On the development of the Toyota 2000 GT, by it's designer

Vol 6, No 2, 1967
Texte et photos: by it's designer (Satoru Nozaki)

Raconté par son designer dont le nom est resté secret longtemps, cet article est capital pour comprendre comment Toyota a pu créer la 2000GT.

 

Article traduit:

Les voitures de hautes performances viennent et s’en vont, en laissant dans leur sillage à peine plus qu’une anecdote pour les historiens de l’automobile et une poignée de propriétaires mécontents. Trop souvent aussi, elles ne satisfont pas, soit aux performances annoncées, soit à la sécurité attendue, et plus vite elles disparaissent de la scène automobile, mieux c’est. Mais parfois, dans le flux et reflux des vagues de l’automobile, il arrive que le jeu de la sélection nous apporte une véritable et remarquable voiture de sport, une qui corresponde en tout point à ce que son constructeur avance. Il n’y a pas de doute que l’excellente Toyota 2000 GT est l’une d’elles.

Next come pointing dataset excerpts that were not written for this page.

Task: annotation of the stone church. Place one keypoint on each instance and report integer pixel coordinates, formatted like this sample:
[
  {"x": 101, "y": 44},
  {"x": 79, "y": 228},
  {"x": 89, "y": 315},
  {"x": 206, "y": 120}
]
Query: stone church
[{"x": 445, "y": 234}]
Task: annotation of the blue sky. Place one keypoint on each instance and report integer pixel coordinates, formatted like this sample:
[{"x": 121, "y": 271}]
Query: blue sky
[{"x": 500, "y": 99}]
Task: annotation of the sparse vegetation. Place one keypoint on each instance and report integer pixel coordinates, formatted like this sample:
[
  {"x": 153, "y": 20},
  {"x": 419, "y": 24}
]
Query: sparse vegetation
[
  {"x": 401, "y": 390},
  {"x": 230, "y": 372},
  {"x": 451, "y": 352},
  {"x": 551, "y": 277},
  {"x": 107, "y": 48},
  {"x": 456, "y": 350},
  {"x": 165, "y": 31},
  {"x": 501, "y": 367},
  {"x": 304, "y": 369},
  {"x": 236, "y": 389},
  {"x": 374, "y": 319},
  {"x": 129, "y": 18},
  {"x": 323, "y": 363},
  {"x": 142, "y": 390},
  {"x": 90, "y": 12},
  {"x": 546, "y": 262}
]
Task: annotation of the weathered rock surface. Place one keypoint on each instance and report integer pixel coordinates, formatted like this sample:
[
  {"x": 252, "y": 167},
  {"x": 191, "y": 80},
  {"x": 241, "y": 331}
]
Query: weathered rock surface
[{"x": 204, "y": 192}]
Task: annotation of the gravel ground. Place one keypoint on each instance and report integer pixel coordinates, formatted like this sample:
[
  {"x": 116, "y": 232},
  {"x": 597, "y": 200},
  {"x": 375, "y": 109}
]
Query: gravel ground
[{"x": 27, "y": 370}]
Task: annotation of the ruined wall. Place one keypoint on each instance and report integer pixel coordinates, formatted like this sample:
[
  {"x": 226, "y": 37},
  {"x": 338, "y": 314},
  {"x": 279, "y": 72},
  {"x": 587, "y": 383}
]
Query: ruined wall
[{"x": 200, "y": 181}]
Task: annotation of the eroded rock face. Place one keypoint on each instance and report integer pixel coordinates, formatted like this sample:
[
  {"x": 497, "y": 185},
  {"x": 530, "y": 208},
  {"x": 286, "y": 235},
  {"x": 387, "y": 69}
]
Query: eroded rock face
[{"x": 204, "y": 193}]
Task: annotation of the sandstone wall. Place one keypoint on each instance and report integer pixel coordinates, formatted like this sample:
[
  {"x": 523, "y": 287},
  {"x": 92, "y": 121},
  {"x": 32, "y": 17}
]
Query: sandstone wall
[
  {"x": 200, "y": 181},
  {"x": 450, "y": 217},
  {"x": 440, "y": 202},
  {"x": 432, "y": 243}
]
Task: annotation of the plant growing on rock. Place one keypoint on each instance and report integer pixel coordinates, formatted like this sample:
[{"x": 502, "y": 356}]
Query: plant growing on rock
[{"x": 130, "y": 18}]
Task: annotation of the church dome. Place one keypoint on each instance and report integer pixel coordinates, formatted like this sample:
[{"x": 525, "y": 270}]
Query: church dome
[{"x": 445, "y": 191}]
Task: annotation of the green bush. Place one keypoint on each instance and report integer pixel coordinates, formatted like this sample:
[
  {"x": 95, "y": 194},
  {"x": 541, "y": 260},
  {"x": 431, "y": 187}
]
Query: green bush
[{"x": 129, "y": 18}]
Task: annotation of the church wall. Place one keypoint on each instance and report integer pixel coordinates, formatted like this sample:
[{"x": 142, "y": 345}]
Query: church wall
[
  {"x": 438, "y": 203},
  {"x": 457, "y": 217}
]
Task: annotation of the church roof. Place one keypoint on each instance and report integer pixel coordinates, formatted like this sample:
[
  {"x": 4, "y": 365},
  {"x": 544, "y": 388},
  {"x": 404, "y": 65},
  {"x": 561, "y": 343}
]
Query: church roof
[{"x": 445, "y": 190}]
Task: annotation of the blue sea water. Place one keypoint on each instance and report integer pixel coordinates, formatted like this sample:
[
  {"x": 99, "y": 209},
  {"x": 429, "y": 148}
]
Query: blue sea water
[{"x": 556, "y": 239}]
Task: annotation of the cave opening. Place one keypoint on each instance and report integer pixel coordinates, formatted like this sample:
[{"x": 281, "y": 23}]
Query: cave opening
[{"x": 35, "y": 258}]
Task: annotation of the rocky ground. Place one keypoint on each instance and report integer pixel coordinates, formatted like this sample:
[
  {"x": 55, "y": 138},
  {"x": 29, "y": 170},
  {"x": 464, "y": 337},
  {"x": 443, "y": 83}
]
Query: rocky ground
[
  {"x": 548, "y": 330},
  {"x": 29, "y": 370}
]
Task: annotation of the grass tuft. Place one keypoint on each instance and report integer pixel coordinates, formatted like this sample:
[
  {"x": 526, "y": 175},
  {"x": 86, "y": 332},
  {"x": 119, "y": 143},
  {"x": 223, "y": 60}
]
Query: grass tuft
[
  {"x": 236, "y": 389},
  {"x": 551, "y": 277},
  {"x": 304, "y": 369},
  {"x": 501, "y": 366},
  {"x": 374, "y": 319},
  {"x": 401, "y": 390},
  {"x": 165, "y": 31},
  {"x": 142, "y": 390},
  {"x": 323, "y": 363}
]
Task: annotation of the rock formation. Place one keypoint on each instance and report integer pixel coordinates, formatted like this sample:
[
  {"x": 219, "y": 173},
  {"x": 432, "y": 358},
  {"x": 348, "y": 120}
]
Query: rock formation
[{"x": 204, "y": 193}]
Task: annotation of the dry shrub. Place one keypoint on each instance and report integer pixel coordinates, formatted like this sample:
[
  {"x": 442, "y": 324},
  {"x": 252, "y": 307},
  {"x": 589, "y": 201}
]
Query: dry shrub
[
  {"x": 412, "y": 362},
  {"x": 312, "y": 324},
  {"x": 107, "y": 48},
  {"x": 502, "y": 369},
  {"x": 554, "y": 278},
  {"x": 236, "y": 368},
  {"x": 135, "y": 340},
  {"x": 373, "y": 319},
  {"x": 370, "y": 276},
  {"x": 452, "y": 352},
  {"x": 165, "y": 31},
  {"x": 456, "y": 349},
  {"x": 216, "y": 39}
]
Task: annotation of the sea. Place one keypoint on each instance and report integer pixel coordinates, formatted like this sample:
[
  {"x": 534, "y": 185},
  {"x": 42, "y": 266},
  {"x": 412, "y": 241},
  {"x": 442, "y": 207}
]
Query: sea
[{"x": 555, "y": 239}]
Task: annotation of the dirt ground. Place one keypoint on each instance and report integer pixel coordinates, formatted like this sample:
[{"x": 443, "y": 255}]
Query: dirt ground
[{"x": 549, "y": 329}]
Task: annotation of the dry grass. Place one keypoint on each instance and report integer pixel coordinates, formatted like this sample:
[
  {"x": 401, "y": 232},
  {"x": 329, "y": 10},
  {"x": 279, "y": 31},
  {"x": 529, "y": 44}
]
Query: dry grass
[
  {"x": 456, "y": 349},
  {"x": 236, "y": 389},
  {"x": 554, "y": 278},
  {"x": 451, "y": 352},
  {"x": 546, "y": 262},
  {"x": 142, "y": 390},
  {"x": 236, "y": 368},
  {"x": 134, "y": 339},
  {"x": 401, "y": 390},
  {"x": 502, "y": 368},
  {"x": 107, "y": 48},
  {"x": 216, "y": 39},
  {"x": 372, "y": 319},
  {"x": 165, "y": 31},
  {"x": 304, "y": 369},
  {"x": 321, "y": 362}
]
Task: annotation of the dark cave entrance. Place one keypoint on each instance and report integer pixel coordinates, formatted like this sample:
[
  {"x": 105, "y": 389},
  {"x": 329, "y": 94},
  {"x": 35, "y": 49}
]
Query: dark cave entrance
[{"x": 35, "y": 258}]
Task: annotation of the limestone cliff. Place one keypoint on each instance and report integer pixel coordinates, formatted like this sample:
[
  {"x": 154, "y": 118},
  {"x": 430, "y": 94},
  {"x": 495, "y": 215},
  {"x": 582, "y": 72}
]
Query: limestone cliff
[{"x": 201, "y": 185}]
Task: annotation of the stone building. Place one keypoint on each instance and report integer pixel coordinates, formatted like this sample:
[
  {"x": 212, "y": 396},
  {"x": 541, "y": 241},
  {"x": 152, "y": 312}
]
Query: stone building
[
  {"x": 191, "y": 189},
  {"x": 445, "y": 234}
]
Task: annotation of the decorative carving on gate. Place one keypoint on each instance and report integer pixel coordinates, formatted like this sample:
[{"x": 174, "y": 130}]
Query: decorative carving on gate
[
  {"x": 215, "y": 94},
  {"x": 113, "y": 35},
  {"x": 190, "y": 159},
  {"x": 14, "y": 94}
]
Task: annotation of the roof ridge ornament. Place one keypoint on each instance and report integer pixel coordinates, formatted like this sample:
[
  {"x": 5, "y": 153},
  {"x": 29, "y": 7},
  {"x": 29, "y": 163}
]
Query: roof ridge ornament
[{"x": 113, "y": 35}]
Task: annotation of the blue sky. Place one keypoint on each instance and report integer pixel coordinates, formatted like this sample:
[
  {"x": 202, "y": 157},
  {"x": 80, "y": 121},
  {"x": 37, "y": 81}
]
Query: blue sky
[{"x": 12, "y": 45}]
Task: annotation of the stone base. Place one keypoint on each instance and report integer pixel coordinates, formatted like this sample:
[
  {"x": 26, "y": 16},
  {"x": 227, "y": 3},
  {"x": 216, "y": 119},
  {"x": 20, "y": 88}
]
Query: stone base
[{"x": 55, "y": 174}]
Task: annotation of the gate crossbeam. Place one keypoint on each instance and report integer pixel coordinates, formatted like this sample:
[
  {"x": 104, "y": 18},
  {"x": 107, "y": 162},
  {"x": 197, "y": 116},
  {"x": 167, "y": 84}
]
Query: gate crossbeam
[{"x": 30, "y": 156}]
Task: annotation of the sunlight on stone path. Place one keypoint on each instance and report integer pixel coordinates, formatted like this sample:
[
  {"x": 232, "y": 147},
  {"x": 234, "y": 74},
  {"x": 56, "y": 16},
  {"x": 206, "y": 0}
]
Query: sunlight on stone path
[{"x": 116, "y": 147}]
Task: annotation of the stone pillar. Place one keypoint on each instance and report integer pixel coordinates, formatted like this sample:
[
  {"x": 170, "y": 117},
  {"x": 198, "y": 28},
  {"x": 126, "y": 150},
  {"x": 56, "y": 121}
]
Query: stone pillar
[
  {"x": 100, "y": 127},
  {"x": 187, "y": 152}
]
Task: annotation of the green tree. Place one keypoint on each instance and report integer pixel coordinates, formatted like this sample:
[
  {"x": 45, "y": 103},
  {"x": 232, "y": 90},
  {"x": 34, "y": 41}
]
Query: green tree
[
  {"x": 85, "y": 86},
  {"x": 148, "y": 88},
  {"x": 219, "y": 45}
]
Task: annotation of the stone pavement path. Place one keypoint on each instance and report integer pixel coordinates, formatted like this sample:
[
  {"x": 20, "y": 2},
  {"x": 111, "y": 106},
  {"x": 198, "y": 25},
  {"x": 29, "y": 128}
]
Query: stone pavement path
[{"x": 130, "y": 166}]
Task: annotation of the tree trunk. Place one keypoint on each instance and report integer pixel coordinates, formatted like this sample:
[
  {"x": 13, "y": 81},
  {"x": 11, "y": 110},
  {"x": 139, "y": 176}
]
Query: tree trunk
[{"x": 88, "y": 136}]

Présentée au salon de l’automobile de Tokyo en octobre 1965, la 2000 GT semblait trop belle pour être vraie. Un 6 cylindres de 2 litres à 2 arbres à cames en tête et 4 roues indépendantes, le tout enveloppé d’une carrosserie de coupé 2 places remarquablement élégant – la voiture était le point de mire du salon. Même si cette auto n’était qu’un prototype (le second),  le constructeur a clairement annoncé que c’était un prototype de production. A l’opposé d’être un autre dream car destiné à sonder l’opinion du public, Toyota était très confient quant au potentiel des performances aussi bien sur le marché automobile que sur la route. Pour le premier point, c’était encore à prouver, par contre le deuxième avait été amplement démontré par l’établissement de nombreux records mondiaux et internationaux sur le circuit de Yatabe l’année précédente. Actuellement, et au meilleur moment,  Toyota a aussi accompli le formidable coup publicitaire de faire apparaître la 2000 GT dans un film de James Bond.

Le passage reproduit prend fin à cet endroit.